The Miscellany/file photo: People from the Cathedral of St. John the Baptist walk in a eucharistic procession June 3, 2018, in honor of the feast of Corpus Christi. The feast day is celebrated this year on June 23.

The Solemnity of the Most Holy Body and Blood of Christ is also known as the Solemnity of Corpus Christi, which translates from Latin to “Body of Christ.”

This feast celebrates the Real Presence of Jesus Christ in the Holy Eucharist — Body, Blood, Soul, and Divinity. It is traditionally celebrated on the Thursday following the Solemnity of the Holy Trinity or, in countries where it is not a holy day of obligation, on the following Sunday.

At the Vatican, Pope Francis will recite the Angelus prayer at noon Sunday, June 23, with visitors gathered in St. Peter’s Square. In the evening, at a parish in Rome’s Casal Bertone neighborhood, he will celebrate Mass for the feast of the Body and Blood of Christ and lead benediction after a Corpus Christi procession.

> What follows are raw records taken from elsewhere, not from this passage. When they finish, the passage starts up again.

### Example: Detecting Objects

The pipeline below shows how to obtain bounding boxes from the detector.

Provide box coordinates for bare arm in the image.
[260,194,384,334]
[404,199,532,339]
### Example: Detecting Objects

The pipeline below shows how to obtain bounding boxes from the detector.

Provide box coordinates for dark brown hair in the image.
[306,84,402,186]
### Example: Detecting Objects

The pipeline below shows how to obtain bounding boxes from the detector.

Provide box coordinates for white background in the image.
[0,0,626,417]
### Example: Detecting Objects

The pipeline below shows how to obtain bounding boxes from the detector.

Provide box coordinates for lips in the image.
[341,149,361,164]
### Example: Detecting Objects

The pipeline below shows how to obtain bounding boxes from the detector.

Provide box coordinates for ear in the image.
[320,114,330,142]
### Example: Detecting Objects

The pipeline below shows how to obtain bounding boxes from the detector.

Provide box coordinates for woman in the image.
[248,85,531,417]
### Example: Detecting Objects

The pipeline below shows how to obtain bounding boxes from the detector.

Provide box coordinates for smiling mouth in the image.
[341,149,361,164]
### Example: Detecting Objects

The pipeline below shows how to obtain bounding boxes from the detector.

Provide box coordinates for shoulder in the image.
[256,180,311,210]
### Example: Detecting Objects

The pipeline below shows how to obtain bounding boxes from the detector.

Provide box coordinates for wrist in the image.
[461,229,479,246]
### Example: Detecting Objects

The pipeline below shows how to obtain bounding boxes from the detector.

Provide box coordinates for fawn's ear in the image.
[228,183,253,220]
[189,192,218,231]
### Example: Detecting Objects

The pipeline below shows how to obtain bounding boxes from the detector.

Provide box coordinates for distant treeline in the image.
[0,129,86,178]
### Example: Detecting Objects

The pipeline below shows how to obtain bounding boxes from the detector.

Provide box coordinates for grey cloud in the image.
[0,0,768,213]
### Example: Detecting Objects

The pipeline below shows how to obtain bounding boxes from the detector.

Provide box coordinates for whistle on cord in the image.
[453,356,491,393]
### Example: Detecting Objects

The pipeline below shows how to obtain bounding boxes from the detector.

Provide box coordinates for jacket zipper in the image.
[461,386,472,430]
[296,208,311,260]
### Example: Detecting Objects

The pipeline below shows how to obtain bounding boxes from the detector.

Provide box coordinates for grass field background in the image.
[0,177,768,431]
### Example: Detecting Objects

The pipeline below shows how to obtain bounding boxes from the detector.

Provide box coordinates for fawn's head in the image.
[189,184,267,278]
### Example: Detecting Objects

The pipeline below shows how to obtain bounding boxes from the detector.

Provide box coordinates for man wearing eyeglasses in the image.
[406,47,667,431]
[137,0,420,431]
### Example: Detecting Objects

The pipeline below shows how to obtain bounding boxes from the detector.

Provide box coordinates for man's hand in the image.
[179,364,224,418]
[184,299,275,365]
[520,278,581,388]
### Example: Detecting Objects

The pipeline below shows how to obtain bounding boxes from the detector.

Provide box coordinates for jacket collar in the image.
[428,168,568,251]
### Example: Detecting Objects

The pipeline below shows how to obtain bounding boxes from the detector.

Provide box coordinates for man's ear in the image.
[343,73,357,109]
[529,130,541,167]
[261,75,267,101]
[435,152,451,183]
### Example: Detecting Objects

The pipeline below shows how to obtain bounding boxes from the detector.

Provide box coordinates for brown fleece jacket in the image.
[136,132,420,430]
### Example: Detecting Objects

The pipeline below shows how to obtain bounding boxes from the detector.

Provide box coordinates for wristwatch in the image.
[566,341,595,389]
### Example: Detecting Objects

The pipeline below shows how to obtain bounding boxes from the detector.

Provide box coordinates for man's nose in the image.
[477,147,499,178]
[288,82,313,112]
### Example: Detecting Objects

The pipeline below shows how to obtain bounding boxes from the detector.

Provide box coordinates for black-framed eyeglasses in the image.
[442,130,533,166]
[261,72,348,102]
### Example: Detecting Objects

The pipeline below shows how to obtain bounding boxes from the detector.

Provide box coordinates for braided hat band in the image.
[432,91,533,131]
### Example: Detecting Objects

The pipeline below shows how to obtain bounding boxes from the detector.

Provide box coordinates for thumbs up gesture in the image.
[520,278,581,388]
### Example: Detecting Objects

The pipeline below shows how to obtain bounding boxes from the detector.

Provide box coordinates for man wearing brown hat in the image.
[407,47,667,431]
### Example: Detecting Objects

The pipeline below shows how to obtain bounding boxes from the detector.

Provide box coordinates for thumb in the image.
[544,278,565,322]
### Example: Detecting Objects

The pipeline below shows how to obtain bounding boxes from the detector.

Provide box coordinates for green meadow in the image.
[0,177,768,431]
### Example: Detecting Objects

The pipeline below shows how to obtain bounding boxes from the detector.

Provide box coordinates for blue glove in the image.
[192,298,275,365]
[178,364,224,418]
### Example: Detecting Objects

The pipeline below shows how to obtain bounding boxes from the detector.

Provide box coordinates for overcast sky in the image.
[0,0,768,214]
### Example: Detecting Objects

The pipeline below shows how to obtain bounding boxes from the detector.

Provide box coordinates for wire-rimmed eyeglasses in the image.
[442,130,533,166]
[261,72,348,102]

Churches in the Diocese of Charleston, S.C., also hold processions to honor the feast of Corpus Christi.

The feast originated in France in the mid-1200s and was extended to the whole Church by Pope Urban IV in 1264.

The day calls us to focus on two manifestations of the Body of Christ, the Holy Eucharist and the Church. The primary purpose is to focus our attention on the Eucharist. The opening prayer at Mass calls our attention to Jesus’ suffering and death and our worship of Him, especially in the Eucharist. At every Mass our attention is called to the Eucharist and the Real Presence of Christ in it.

The secondary focus of this feast is upon the Body of Christ as it is present in the Church. The Church is called the Body of Christ because of the intimate communion which Jesus shares with his disciples. He expresses this in the Gospels by using the metaphor of a body in which He is the head. This image helps keep in focus both the unity and the diversity of the Church.

The Feast of Corpus Christi is commonly used as an opportunity for public Eucharistic processions, which serves as a sign of common faith and adoration. Our worship of Jesus in His Body and Blood calls us to offer to God our Father a pledge of undivided love and an offering of ourselves to the service of others.